Migraines and Caffeine
Migraineurs have a love-hate relationship with caffeine. For many, the vasoconstrictor helps alleviate their migraine pain. For an equal number, the chemical is a migraine headache trigger. The relationship between caffeine and migraines is anything but straightforward.
For caffeine addicts who discover that their daily cuppa is a migraine trigger the problem of caffeine is particularly thorny. People who regularly consume large quantities of caffeine often experience withdrawal headaches if they do not get their regular java jolt. If they are predisposed to migraines, the headache they get if they cut out the caffeine is going to be a doozy. Many people think caffeine withdrawal alone can bring on a migraine. Regular caffeine-aholics are advised to lower their caffeine intake slowly so they do not send their body into withdrawal.
Many migraine pain relievers include caffeine. The vasoconstrictive action of caffeine helps relieve migraine pain for some people. One current theory of what exactly goes on in the head during migraine proposes that arteries in the temple get inflamed during an attack and vasoconstriction would reduce the inflammation. Another possible reason to include caffeine in a migraine medication is because it acts as a supplement to the main analgesic. Studies have shown that many analgesics function more efficiently and pack a greater punch when paired with caffeine, though no one is sure exactly why.

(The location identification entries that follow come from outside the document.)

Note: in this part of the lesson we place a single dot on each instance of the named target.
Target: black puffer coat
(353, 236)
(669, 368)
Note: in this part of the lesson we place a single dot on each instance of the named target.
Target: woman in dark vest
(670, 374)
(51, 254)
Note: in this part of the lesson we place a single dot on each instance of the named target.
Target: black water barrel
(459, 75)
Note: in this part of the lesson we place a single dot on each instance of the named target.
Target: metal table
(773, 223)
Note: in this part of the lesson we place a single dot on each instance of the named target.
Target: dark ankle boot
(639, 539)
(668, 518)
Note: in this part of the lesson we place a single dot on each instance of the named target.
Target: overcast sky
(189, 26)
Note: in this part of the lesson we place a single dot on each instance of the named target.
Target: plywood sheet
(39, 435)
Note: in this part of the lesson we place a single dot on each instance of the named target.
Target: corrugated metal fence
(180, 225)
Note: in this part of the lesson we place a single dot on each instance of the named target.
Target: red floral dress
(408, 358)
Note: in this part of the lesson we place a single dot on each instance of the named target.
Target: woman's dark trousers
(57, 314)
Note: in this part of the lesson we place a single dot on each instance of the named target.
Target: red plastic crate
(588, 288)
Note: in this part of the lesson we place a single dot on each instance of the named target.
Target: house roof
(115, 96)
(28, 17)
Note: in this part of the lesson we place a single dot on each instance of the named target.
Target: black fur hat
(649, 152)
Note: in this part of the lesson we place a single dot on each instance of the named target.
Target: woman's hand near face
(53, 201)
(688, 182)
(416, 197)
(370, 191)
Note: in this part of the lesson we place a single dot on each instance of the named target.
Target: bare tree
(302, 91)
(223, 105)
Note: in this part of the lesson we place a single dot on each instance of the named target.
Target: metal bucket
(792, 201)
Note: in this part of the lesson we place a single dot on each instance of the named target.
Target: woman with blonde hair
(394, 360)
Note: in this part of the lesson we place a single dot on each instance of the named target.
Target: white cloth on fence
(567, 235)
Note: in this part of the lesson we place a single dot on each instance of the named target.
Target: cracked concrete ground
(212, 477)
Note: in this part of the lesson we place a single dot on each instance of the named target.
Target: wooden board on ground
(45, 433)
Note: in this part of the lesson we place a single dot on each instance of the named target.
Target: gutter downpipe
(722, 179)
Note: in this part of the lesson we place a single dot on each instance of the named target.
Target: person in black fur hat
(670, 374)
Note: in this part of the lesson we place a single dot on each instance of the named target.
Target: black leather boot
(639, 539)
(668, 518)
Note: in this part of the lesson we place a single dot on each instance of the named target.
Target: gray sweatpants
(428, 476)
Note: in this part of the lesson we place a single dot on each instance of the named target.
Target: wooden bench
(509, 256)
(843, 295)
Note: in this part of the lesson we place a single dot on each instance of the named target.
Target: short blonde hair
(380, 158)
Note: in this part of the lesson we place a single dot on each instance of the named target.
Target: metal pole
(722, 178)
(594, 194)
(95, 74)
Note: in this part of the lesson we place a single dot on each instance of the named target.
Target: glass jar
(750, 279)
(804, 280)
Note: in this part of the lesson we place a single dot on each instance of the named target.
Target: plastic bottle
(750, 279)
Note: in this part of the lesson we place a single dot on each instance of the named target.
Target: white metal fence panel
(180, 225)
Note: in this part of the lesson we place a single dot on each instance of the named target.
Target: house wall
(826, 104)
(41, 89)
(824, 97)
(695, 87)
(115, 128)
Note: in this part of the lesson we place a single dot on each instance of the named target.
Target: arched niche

Caffeine shows up in many unexpected places, so migraineurs who are sensitive to it (not all are) need to be vigilant label readers. Everyone knows about beverages, things like coffee and colas. Caffeine is also found in many clear or fruit-flavored sodas. Caffeine can be found in chocolate; the darker the chocolate the more caffeine it contains. Caffeine is in many over-the-counter analgesics, and not always clearly labeled. Migraineurs should be especially warty of caffeine in over-the-counter migraine formulas of regular medications.